La capacidad de Mizoguchi y Miyagawa para afinar la luz era, nunca mejor dicho, asombrosa. Sin miedo a pintar de negro el encuadre, sin temor a sobreexponerlo. Una cuestión de temperatura, de ánimo y de ritmo; de música. Algo que sugiere una nueva separación entre ciertos espacios escénicos europeos y orientales. Barthes recordaba el escenario europeo como un espacio teológico (abierto, iluminado) donde el actor fingía ignorar la luz que lo convertía en objeto de museo, mientras el espectador ejercía de conciencia agazapado en la sombra. Tanizaki sentía nostalgia por la oscuridad característica del Nô. A diferencia del europeo y de otras representaciones japonesas, en el escenario del Nô la oscuridad se extendía sobre la cabeza del actor como “una inmensa campana”. En Ugetsu monogatari había un momento extraordinario donde se invertía la convención escénica. El rostro a plena luz de Genjuro reflejaba el de un espectador desconcertado frente al juego conceptual de la representación: la actriz no interpreta al fantasma, es el fantasma quien ejerce de actriz. Un fantasma rearmado en sus carnes.

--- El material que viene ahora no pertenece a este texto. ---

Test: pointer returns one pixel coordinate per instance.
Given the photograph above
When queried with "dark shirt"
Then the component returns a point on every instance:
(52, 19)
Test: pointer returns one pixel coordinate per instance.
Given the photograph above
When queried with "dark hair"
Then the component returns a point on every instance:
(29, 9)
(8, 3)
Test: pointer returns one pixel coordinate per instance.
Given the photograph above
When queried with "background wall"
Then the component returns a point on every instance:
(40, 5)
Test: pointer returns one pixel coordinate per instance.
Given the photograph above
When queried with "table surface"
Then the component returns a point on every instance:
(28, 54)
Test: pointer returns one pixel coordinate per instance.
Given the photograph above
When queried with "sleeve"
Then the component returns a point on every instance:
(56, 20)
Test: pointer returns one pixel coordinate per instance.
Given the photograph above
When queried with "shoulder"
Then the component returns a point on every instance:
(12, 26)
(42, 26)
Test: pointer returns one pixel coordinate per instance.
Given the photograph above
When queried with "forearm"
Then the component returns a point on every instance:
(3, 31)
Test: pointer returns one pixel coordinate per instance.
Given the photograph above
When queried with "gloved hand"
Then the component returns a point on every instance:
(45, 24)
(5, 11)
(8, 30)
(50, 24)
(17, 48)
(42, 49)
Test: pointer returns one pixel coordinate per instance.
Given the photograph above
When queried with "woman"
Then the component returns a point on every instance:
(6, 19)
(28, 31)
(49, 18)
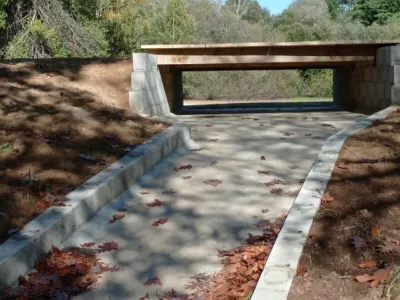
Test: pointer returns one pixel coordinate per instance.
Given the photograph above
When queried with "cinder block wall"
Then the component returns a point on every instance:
(370, 87)
(147, 93)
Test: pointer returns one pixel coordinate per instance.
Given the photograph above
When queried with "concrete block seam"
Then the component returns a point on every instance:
(19, 253)
(276, 279)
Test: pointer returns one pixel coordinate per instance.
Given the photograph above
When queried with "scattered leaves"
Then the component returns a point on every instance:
(13, 230)
(377, 278)
(153, 281)
(376, 230)
(86, 156)
(160, 222)
(368, 264)
(145, 297)
(273, 182)
(276, 191)
(327, 198)
(358, 242)
(214, 162)
(301, 270)
(155, 203)
(88, 245)
(186, 167)
(328, 125)
(213, 182)
(288, 134)
(264, 172)
(389, 246)
(116, 217)
(61, 275)
(341, 166)
(169, 192)
(107, 247)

Otro espectro, el de Miyagi (Kinuyo Tanaka), impugnó la noche. Genjuro regresó a un hogar rehabilitado por una panorámica y se dispuso a dormir, otra vez, junto a un fantasma. En esta ocasión con la única intención de descansar. Desde Max Schreck todos conocemos la autolisis preferida por los no-muertos. Miyagi prende la lámpara y aguarda la primera luz del día, que la llevará.

NOTA
(1) Zunzunegui ya avisó, en una discreta nota al pie, de la posible relación –utilizando el verbo “ilustrar”- entre la letra de Tanizaki y las imágenes de Mizoguchi. Que incluyera “elogio” en el título de su artículo tampoco parece casualidad: ZUNZUNEGUI, Santos, “Elogio de la modulación. La poética del plano sostenido en Mizoguchi Kenji” en Nosferatu. Revista de cine, nº 29, enero de 1999, pp. 69-75.

BIBLIOGRAFÍA
  • BARTHES, Roland, El imperio de los signos, Madrid: Mondadori, 1991.
  • SANTOS APARICIO, Antonio, Kenji Mizoguchi, Madrid: Cátedra, 1993.
  • TANIZAKI, Junichiro, El elogio de la sombra, Madrid: Siruela, 2010.

IMÁGENES
Ugetsu monogatari (Cuentos de la luna pálida de agosto / Cuentos de la luna pálida después de la lluvia, Mizoguchi Kenji, 1953). Eureka, Blu-ray, 2012.